The photo above shows the sixth from the dune adjacent to the back tee box. It's a lovely view, especially because you can see how the fairway ripples melt into surrounding landscape. Most architects would probably give you the elevated tee to see the fairway. But not Tommy Deez. He gives you a view of deathly bunkers and native vegetation with a hint of the fairway and the green in the distance. It adds some mental intimidation for us weak-minded fools. It does the trick as my tee-shot dispersion is even larger than normal on this hole.

[Insider tip: This is one hole where mixing up the tee boxes over the course of a weekend really makes a difference, not only in yardage but more importantly angles. Jefe and I discovered a 'tee box' about 20 yards in front of the 5th green, which makes the hole play as more of a dogleg. I like it from there for two reasons a) because I feel like Magellan for 'discovering' it and b) you get a slightly larger hint of the left bunker and the fairway. Check it out!]

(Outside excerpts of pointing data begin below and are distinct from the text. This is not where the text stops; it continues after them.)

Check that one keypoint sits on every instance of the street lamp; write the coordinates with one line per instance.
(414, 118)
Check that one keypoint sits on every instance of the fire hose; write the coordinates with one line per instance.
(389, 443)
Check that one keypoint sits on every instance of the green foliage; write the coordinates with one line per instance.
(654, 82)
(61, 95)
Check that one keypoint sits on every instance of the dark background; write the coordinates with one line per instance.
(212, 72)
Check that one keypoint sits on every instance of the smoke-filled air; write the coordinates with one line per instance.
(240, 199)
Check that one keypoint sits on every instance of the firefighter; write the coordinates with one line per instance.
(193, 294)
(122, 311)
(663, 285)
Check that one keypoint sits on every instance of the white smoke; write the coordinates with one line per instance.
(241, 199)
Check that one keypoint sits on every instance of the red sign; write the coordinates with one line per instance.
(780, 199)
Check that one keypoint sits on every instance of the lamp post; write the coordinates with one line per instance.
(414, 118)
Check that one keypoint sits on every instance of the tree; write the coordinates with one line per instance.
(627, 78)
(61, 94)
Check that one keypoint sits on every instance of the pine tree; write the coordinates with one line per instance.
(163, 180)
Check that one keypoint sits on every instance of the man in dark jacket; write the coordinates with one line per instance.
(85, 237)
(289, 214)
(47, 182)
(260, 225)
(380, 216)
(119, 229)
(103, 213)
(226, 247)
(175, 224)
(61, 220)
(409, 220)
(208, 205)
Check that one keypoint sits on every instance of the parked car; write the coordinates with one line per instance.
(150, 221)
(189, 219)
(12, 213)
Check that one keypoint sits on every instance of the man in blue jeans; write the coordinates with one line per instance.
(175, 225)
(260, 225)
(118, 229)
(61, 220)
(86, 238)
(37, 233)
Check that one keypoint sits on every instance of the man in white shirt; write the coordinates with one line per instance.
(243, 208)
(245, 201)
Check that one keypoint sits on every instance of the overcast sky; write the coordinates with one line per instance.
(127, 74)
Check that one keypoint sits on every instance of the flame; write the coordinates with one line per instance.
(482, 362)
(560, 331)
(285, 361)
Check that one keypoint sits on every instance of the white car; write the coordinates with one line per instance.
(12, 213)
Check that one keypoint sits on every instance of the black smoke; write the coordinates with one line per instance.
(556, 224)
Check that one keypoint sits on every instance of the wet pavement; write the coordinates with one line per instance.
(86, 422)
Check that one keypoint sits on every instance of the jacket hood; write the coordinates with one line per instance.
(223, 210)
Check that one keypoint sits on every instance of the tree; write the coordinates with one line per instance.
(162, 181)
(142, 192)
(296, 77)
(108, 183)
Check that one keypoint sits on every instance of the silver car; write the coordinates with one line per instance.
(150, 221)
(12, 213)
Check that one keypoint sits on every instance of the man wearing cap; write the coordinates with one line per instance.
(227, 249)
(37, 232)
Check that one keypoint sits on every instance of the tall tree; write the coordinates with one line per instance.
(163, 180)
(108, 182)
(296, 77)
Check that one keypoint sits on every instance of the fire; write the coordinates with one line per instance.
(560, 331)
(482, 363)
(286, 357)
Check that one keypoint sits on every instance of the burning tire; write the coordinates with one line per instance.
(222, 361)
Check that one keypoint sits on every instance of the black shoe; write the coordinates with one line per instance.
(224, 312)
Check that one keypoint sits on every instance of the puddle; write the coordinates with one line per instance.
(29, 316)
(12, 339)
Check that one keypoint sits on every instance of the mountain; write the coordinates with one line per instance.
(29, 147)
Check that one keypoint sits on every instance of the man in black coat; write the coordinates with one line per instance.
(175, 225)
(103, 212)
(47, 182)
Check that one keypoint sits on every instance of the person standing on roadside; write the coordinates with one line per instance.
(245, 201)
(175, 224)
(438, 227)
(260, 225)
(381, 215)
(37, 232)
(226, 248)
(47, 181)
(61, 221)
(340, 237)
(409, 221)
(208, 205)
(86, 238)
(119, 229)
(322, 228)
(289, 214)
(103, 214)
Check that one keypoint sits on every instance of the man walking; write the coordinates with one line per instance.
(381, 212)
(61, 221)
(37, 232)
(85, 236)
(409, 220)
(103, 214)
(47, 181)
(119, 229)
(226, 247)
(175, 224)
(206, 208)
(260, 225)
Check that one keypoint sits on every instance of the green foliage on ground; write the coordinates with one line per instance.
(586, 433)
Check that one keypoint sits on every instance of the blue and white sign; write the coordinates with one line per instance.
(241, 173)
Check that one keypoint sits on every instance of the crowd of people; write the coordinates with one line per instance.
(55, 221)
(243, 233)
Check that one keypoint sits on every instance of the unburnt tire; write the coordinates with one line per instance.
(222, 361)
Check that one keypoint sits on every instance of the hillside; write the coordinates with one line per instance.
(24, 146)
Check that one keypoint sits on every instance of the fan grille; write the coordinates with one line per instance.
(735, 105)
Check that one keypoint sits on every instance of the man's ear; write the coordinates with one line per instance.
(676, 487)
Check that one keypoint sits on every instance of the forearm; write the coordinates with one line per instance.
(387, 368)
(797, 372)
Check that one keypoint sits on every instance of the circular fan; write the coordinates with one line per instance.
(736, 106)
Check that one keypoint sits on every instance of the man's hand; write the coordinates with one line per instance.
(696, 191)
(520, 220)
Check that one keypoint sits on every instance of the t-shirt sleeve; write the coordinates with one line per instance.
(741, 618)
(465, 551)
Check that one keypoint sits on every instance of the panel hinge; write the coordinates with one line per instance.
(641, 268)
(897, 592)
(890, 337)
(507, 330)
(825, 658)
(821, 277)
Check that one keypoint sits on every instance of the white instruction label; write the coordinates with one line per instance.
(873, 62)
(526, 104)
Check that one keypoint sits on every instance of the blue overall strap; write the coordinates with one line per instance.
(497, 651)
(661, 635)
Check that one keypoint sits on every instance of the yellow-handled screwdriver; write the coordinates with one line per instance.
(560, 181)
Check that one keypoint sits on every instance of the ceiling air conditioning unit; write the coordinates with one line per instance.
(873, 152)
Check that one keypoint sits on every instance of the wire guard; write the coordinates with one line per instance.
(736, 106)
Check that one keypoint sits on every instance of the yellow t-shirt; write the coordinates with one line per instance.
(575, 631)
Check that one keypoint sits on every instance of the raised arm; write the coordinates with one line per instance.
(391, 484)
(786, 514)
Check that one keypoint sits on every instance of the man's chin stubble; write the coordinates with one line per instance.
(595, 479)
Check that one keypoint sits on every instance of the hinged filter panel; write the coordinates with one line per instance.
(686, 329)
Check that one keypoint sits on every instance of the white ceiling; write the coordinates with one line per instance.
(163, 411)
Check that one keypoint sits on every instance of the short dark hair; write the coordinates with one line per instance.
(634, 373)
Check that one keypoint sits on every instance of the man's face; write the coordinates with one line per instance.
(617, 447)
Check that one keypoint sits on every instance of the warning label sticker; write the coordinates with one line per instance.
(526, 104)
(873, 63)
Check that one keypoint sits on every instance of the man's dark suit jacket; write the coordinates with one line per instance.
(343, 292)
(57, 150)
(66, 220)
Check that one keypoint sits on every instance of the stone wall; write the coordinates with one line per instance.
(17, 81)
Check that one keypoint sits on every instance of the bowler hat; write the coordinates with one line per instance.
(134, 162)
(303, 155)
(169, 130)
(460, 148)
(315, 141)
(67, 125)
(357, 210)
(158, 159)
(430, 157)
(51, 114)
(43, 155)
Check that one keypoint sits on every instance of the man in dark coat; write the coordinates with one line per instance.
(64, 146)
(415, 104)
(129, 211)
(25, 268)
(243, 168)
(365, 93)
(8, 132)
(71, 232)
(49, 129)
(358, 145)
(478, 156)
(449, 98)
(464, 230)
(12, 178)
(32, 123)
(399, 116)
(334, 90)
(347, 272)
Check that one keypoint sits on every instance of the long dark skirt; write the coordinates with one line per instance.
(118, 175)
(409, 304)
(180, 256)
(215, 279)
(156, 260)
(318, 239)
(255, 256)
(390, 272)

The key, in theory, is to flirt with the two large bunkers down the left side of the hole, first off the tee then on the approach. Bailing out right on the tee will leave a very-long approach at best; yuccafication at worst. Bailing out right into the green brings a large collection area into play. In fact, anything leaking even a little bit right will probably end up there. Good luck getting up and down.









You'll see below that the green is small and severe, especially for a hole of this length. Your best bet if avoiding trouble and getting somewhere close to the green in two, then letting the short game take over. Jefe and I both parred this hole the first time we played it. Ignorance is bliss. It's been a steady stream of '6's,'7's and 'others' ever since.